Code
# Load libraries
library(tidyverse)
library(dagitty)
library(ggdag)
# Set ggplot theme
theme_set(theme_classic())
to_percent <- function(x, digits = 2){
return(round(x * 100, digits = digits))
}It’s a good idea to start the modeling process by drawing a directed acyclic graph (DAG). This forces us to think about the data-generating process. Consider trying to predict year 10 mathematics results by using the students’ final grades in year 8 and year 9 math courses. Let’s start by listing our assumptions and laying out our understanding of data in the K-12 context.

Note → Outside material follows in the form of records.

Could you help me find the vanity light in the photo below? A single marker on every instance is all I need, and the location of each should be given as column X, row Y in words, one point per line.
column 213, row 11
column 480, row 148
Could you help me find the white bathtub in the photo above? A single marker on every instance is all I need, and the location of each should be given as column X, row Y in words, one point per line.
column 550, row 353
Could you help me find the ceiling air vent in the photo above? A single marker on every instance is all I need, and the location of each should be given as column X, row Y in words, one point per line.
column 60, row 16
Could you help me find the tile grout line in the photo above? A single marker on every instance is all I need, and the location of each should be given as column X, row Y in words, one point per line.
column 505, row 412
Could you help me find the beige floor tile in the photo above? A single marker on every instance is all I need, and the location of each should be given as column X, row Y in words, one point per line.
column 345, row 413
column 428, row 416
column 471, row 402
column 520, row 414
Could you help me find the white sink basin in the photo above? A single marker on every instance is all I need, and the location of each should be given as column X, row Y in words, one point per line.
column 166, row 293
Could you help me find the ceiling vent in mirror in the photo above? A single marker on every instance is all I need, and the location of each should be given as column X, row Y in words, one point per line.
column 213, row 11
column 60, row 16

We know that the future can’t causally influence the past. As a result, we can draw the following DAG using Dagitty:
# https://evalf21.classes.andrewheiss.com/example/dags/
dag_1 <- dagitty('dag {
bb="0,0,1,1"
math_8 [exposure,pos="0.3,0.500"]
mth1w [exposure,pos="0.500,0.500"]
mpm2d [outcome,pos="0.700,0.500"]
math_8 -> mth1w
mth1w -> mpm2d
}
')
ggdag_status(dag_1, node_size = 20) +
guides(color = "none") + # Turn off legend
theme_dag()Another thing we know about Ontario courses is that students are only streamed in year 10. MPM2D is part of the academic stream which involves more abstract math and is typically more challenging. From experience, students tend to do well in middle school, experience a slight drop in year 9 (MTH1W) and another drop in year 10 if they decide to pursue the academic route. We also know that few students fail math courses in Ontario. As a result, the distribution of grades tend not to be symmetric around the mean. Instead, they are skewed to the left similar to the orange student in Figure 1.1.

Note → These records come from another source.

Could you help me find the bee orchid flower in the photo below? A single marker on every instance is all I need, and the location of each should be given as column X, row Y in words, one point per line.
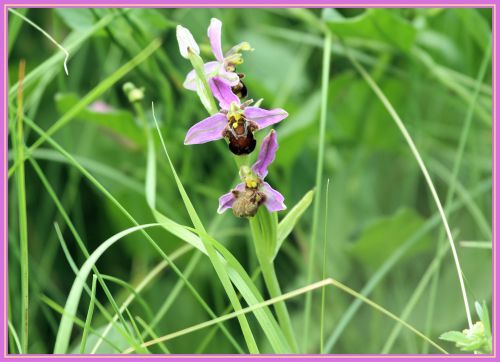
column 235, row 121
column 225, row 65
column 246, row 198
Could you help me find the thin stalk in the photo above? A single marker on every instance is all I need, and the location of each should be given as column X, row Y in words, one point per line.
column 323, row 290
column 88, row 319
column 292, row 294
column 453, row 182
column 264, row 253
column 23, row 223
column 90, row 97
column 319, row 175
column 47, row 35
column 425, row 172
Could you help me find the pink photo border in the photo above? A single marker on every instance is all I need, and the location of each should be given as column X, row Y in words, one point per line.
column 233, row 4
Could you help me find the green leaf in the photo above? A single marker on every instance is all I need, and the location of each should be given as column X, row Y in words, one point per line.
column 73, row 300
column 114, row 340
column 383, row 25
column 120, row 123
column 454, row 336
column 286, row 225
column 383, row 236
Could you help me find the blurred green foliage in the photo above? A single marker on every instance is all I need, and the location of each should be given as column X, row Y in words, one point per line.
column 425, row 60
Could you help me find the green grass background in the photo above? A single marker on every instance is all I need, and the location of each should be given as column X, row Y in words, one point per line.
column 381, row 229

Furthermore, we expect year 9 results to correlate more strongly to year 10 results than the ones from year 8 for a few reasons. First, year 8 is two years prior while year 9 is only a year ago. The extra year allows for more opportunities for students to change. Second, the concepts of the year 9 mathematics course align more closely to the concepts of year 10. A student who masters the concepts of year 9 is well prepared for year 10 but the same can’t be said about year 8. Third, high schools operate between year 9 and grade 12 so the same math department and potentially the same teacher will teach both courses so it’d make sense that the grades are more reliable. It’s possible, for instance, that the middle school math teachers have a different grading philosophy than high school teachers. We could model the effect of the teacher if we had a large data set by drawing the following DAG.

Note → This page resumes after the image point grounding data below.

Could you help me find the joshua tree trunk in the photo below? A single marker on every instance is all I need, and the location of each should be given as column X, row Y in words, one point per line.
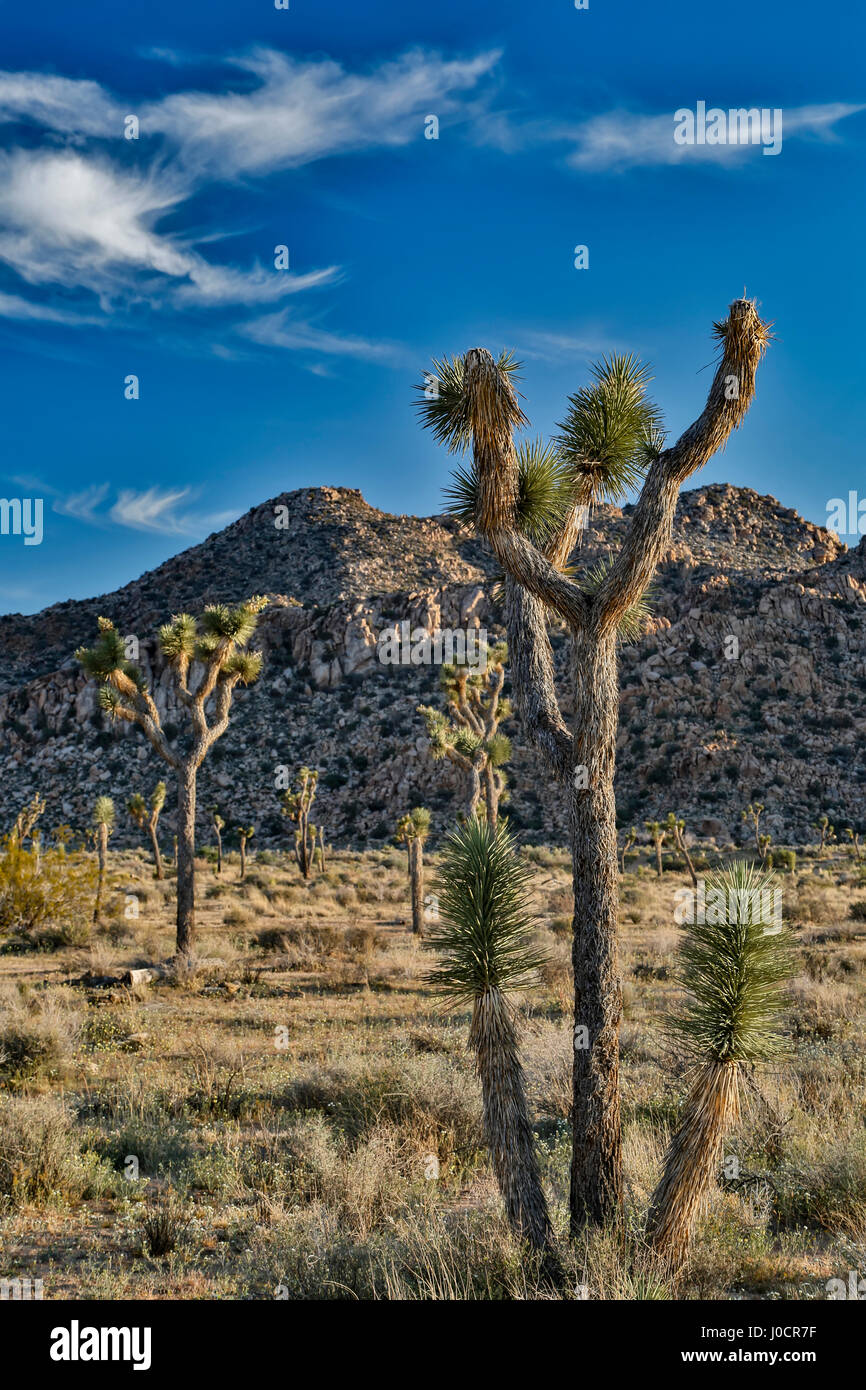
column 597, row 1182
column 712, row 1107
column 102, row 852
column 157, row 856
column 491, row 794
column 506, row 1122
column 416, row 875
column 186, row 858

# https://evalf21.classes.andrewheiss.com/example/dags/
dag_2 <- dagitty('dag {
bb="0,0,1,1"
teacher [exposure,pos="0.5,0.750"]
math_8 [exposure,pos="0.3,0.250"]
mth1w [exposure,pos="0.500,0.250"]
mpm2d [outcome,pos="0.700,0.250"]
teacher -> math_8
teacher -> mth1w
teacher -> mpm2d
math_8 -> mth1w
mth1w -> mpm2d
}
')
ggdag_status(dag_2, node_size = 20) +
guides(color = "none") + # Turn off legend
theme_dag()Let’s ignore the teacher effect for now for simplicity. Notice that Figure 2.1 assumes that year 8 has no direct effect on year 10 results. This implies that knowing a student’s year 8 final grade tells you nothing more than only knowing their final grade in year 9. In other words, the effect of year 8 on year 10 is fully mediated by year 9.
Figure 2.3 is better represents our understanding of the data-generating process. Every previous course causally influences future courses both directly and indirectly. Thus, we’ll continue our modeling journey with this model.